We’re all familiar with regional accents in the United States, be it the Southern drawl, the Texas twang, the California surfer bro, or the Broad-A Bostonian.
But beyond these recognizable accents, an extensive study at Yale University has revealed regional grammar and word-use idiosyncrasies as well. By plugging their research into an interactive grammar map, the bright and quite capable academics from Yale have made it possible for even the linguistic layman to access and enjoy the delightful, grammatically odd quirks of people throughout the U.S., reports the Daily Mail.
For instance, you click the Yale interactive grammar map’s icon in Southern California, and you catch a common grammatical habit of using “so,” as in “I’m so thinking of going to that wine tasting with you.” The “so” being used to emphasize an idea or make it more dramatic.
Click around in the Midwest on the Yale interactive grammar map and you’ll also find some great ditties, such as in Iowa, the interactive grammar map reveals Iowans use the word “anymore” pretty liberally, as in, “The only thing anymore about politicians is they’re all crooked.”
The Yale University interactive grammar map was created by researchers who traveled the country, taking note of variations in sentence structure in different regions, and even cities and neighborhoods within those regions. Now with the Yale interactive grammar map, these variations can be quickly accessed, providing a label for the grammatical characteristic, an example of its use, the source, and any information available about the speaker.
“Unlike variation in phonology (or accent) and in the lexicon (different words), variation in grammatical systems within English has for the most part not been systematically investigated,” explained professor of linguistics and philosophy at Yale University, Larry Horn. “This variation may be found among speakers who live in a certain geographical region, or who belong to a certain age group, or to a particular social or ethnic group.”
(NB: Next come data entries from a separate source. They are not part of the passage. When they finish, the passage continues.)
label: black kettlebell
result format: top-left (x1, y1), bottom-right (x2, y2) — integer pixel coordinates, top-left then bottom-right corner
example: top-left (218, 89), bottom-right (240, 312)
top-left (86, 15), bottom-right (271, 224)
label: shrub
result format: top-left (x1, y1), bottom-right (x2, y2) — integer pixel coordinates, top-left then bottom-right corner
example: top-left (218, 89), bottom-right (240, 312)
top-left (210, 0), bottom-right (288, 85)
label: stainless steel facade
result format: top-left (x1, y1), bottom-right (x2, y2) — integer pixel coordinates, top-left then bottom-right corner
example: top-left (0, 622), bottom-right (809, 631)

The Yale interactive grammar map is the result of the Yale Grammatical Diversity Project – English in North America, where project researchers focus on how people speak naturally, not on “what is considered to be correct grammar.”
Some other examples from the Yale interactive grammar map include a 29-year-old African-American gentleman in New York City, saying, “Back in them times, there ain’t no kid around that ain’t-wasn’t even thinkin’ about smokin’ no reefers.”
“You don’t have to know too much of nothing,” said a white 35-year-old female from North Carolina.
And from a woman in Austin, Texas: “You might could keep the cuffs…”
In the end, the Yale University interactive grammar map provides much interesting interactive entertainment, and you mightn’t even up and get learned, too.